The great Kadampa Teachers are famous not only for being great scholars but also for being spiritual practitioners of immense purity and sincerity.
An unbroken lineage
The lineage of these teachings, both their oral transmission and blessings, was then passed from Teacher to disciple, spreading throughout much of Asia, and now to many countries throughout the Western world.
Buddha’s teachings, which are known as ‘Dharma’, are likened to a wheel that moves from country to country in accordance with changing conditions and people’s karmic inclinations
The external forms of presenting Buddhism may change as it meets with different cultures and societies, but its essential authenticity is ensured through the continuation of an unbroken lineage of realised practitioners.
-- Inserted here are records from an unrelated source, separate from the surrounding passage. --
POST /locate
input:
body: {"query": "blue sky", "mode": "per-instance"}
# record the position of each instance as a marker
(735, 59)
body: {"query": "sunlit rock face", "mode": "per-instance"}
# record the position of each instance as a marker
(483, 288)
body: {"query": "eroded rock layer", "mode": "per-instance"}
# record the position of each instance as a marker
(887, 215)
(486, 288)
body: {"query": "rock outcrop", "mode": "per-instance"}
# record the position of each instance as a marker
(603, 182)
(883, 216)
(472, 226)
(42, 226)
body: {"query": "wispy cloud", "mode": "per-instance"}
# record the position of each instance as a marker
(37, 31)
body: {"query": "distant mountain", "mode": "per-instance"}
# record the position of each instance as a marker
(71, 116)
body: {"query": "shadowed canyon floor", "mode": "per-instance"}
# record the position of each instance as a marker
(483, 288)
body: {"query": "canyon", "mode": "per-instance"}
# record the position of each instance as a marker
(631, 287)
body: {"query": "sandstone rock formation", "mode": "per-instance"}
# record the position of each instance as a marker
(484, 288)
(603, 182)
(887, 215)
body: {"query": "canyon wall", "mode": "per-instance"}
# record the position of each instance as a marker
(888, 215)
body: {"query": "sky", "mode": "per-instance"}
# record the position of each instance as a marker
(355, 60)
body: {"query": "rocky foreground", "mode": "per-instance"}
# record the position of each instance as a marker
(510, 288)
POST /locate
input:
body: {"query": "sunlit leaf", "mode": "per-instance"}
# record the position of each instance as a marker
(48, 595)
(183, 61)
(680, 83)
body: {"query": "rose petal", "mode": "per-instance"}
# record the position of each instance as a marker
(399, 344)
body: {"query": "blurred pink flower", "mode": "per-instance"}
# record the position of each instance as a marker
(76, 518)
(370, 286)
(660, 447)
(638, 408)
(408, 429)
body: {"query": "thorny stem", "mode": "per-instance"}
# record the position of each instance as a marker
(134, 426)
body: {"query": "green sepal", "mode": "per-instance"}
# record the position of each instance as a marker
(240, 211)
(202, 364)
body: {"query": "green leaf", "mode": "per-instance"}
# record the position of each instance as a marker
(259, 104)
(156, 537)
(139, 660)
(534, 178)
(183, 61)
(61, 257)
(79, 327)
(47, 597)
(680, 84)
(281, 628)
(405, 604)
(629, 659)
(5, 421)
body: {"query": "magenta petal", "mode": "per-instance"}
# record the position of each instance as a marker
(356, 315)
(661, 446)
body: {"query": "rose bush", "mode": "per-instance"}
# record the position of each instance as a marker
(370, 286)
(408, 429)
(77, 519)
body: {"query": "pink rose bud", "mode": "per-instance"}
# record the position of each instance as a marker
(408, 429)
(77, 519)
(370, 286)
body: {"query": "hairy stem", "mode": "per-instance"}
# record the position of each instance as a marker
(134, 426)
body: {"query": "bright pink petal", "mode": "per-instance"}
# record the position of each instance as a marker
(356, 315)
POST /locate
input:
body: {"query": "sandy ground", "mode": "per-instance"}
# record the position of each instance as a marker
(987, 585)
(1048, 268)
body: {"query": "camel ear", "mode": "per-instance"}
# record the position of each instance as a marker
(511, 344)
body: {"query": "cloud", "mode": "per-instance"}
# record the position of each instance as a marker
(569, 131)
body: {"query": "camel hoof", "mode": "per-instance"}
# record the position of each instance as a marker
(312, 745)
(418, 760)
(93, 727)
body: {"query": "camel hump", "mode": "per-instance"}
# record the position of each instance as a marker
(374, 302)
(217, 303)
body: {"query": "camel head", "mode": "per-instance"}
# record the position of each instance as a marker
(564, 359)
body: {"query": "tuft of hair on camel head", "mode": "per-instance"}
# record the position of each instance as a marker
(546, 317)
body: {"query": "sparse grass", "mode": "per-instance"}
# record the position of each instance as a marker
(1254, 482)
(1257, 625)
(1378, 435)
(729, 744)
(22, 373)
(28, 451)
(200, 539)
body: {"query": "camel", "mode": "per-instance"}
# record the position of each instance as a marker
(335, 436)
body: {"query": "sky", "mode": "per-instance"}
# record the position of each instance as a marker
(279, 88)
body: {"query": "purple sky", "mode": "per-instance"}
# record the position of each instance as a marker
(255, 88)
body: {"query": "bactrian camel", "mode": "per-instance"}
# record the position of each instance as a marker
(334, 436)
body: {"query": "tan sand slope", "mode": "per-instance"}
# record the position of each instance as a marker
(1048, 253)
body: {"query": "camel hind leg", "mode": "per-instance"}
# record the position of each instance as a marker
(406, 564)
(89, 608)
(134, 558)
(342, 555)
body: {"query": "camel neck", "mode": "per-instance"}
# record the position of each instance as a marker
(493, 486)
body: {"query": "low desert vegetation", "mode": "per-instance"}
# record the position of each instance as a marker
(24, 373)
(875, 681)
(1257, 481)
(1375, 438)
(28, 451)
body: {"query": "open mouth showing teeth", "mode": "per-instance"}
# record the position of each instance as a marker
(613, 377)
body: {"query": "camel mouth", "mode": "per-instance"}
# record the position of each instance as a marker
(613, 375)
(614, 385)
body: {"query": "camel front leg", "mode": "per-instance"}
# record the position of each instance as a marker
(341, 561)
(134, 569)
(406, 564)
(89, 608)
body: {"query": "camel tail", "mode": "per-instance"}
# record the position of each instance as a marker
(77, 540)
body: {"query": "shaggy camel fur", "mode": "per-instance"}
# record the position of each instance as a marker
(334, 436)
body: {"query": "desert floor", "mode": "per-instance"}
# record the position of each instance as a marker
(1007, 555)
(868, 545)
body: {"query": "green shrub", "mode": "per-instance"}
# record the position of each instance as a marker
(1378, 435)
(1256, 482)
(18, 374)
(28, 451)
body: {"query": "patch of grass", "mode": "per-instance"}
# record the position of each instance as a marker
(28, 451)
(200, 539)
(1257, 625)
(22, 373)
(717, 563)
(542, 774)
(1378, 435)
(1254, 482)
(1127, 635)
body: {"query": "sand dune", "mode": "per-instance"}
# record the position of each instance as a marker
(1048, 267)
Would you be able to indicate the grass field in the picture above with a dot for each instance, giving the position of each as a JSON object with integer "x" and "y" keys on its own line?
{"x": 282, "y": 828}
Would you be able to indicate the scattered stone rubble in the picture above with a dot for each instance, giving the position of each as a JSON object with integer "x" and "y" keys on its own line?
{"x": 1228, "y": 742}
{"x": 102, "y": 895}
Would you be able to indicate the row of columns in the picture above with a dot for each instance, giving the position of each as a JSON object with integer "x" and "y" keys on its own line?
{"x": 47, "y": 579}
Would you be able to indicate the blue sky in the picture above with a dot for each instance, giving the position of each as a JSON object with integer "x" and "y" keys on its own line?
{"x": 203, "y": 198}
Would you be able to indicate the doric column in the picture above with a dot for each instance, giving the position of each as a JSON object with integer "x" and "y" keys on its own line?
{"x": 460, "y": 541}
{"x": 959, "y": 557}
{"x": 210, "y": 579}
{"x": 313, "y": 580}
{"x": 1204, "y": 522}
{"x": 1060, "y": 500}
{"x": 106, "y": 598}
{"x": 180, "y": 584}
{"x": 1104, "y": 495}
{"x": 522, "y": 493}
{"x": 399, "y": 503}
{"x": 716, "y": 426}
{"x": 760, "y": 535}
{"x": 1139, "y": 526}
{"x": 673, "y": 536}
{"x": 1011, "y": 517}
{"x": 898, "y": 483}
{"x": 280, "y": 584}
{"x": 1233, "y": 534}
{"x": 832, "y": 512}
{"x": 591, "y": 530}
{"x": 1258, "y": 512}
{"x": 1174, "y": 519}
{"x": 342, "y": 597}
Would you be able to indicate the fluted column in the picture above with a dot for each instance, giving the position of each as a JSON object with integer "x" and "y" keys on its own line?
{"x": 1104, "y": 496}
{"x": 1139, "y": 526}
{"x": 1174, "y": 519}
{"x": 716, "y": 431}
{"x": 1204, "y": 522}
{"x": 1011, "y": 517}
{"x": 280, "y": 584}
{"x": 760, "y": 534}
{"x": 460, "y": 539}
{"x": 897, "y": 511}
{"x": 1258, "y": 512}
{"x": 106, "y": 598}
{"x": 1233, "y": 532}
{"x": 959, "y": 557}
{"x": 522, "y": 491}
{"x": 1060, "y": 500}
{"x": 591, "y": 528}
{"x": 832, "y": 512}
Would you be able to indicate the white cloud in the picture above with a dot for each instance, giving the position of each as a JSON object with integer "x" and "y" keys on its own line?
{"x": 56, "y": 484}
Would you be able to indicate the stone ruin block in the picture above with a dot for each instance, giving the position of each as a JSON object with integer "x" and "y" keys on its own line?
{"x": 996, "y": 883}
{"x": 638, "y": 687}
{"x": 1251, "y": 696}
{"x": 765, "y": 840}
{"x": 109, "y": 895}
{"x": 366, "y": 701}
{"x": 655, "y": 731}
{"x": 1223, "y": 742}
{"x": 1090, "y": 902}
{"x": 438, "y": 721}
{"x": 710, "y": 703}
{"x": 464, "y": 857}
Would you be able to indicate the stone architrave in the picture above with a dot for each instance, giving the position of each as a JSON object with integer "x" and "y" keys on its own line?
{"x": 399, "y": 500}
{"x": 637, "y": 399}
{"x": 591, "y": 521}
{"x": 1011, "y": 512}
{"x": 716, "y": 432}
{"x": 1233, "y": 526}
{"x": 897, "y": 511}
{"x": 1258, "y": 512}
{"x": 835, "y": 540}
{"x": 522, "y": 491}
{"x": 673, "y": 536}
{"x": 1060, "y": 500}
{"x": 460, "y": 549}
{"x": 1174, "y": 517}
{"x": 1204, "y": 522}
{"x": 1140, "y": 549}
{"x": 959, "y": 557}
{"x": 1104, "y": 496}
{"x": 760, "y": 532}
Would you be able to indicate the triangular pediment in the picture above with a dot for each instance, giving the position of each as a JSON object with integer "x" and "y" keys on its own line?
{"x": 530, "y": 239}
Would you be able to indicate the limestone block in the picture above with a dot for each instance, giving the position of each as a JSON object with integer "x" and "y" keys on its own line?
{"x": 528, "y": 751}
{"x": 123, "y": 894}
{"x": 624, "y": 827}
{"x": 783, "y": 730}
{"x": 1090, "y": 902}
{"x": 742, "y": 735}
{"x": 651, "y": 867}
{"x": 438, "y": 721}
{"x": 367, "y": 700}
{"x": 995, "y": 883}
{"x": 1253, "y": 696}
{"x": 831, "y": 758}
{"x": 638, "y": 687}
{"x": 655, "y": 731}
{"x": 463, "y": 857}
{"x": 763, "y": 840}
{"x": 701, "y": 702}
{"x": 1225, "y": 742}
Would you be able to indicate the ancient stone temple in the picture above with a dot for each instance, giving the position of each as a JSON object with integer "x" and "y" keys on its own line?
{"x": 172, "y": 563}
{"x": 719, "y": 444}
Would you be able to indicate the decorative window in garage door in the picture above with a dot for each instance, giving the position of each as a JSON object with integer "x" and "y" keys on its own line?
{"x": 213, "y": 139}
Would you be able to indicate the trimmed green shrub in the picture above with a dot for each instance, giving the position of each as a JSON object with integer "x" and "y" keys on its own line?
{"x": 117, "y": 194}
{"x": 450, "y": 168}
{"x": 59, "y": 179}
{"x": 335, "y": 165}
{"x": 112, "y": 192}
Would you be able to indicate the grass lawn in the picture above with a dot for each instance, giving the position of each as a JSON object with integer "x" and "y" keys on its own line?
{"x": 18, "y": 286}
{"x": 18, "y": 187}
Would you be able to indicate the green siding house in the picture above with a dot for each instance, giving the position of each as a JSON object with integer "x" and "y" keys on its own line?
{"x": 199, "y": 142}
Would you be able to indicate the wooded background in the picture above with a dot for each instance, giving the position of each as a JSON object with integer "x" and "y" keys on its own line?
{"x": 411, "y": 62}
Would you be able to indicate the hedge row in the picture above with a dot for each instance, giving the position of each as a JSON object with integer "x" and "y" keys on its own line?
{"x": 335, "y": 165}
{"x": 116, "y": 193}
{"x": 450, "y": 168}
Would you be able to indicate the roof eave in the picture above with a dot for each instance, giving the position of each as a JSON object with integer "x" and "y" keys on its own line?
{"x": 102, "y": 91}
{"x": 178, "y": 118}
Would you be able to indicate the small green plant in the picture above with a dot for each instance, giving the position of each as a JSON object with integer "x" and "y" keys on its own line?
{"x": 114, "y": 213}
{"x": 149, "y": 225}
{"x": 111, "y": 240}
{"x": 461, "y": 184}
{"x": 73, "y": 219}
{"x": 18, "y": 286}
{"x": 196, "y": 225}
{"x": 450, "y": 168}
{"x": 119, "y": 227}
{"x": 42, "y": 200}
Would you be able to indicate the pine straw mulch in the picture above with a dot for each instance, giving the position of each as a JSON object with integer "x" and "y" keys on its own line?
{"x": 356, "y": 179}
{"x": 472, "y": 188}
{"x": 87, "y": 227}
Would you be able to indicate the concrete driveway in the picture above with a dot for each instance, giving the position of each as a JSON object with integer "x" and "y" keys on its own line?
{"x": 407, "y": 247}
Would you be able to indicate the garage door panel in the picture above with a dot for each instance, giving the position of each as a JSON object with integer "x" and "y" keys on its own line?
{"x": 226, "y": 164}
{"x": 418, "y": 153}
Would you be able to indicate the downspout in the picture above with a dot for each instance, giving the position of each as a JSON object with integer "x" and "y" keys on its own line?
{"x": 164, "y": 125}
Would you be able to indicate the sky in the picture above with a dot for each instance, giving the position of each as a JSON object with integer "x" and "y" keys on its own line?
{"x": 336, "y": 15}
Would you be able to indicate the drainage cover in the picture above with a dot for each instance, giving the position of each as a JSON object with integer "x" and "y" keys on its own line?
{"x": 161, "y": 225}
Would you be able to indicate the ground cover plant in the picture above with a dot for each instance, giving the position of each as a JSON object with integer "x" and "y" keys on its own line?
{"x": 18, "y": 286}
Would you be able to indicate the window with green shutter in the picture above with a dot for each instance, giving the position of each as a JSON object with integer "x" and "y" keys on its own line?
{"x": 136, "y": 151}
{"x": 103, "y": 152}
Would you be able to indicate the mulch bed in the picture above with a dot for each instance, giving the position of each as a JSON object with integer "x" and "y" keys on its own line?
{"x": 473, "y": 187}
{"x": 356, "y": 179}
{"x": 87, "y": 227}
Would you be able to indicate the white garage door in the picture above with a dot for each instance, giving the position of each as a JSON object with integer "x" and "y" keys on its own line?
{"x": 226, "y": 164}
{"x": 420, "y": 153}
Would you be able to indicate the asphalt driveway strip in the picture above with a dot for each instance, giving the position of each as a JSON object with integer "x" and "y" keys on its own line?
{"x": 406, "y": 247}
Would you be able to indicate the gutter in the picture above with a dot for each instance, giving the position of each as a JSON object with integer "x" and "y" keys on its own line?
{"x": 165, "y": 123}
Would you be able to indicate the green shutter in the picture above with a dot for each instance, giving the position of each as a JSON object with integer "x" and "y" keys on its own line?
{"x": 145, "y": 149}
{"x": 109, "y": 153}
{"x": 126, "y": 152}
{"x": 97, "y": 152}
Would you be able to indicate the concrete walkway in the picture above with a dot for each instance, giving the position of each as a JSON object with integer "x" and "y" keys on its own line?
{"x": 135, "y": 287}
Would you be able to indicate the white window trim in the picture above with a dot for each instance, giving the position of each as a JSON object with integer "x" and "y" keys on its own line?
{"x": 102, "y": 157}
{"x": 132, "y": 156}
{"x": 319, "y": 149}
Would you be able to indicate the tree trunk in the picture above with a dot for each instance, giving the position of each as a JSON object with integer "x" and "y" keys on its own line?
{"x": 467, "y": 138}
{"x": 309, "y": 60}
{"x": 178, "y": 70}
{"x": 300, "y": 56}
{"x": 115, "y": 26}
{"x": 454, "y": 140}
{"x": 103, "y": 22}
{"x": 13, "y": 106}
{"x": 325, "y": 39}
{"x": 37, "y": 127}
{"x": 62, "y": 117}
Kadampa Buddhism throughout the World
Kadampa Buddhism was first introduced into the West in 1977 by the renowned Buddhist Master, Venerable Geshe Kelsang Gyatso.
Since that time he has worked tirelessly to spread Kadampa Buddhism throughout the world by giving extensive teachings,writing many profound texts on Kadampa Buddhism, and founding the New Kadampa Tradition (NKT). There are now more than 1200 Centres and groups worldwide that have been established by Geshe Kelsang.
World Peace Temples
In 1997 the first purpose designed and built Kadampa Temple was opened at Manjushri Centre in Ulverston in the Lake District. Since then, four more of these traditional temples have been constructed in New York, Brazil, Portugal and the most recent in Arizona.
There are many other Temples in or near major cities around the world that have adapted existing buildings. Geshe-la aims for each major town in the world to have its own Temple dedicated to world peace and directly helping local people to develop the peaceful minds that are the basis for world peace.
The Kadampa World Peace temple at Manjushri Centre, Ulverston UK.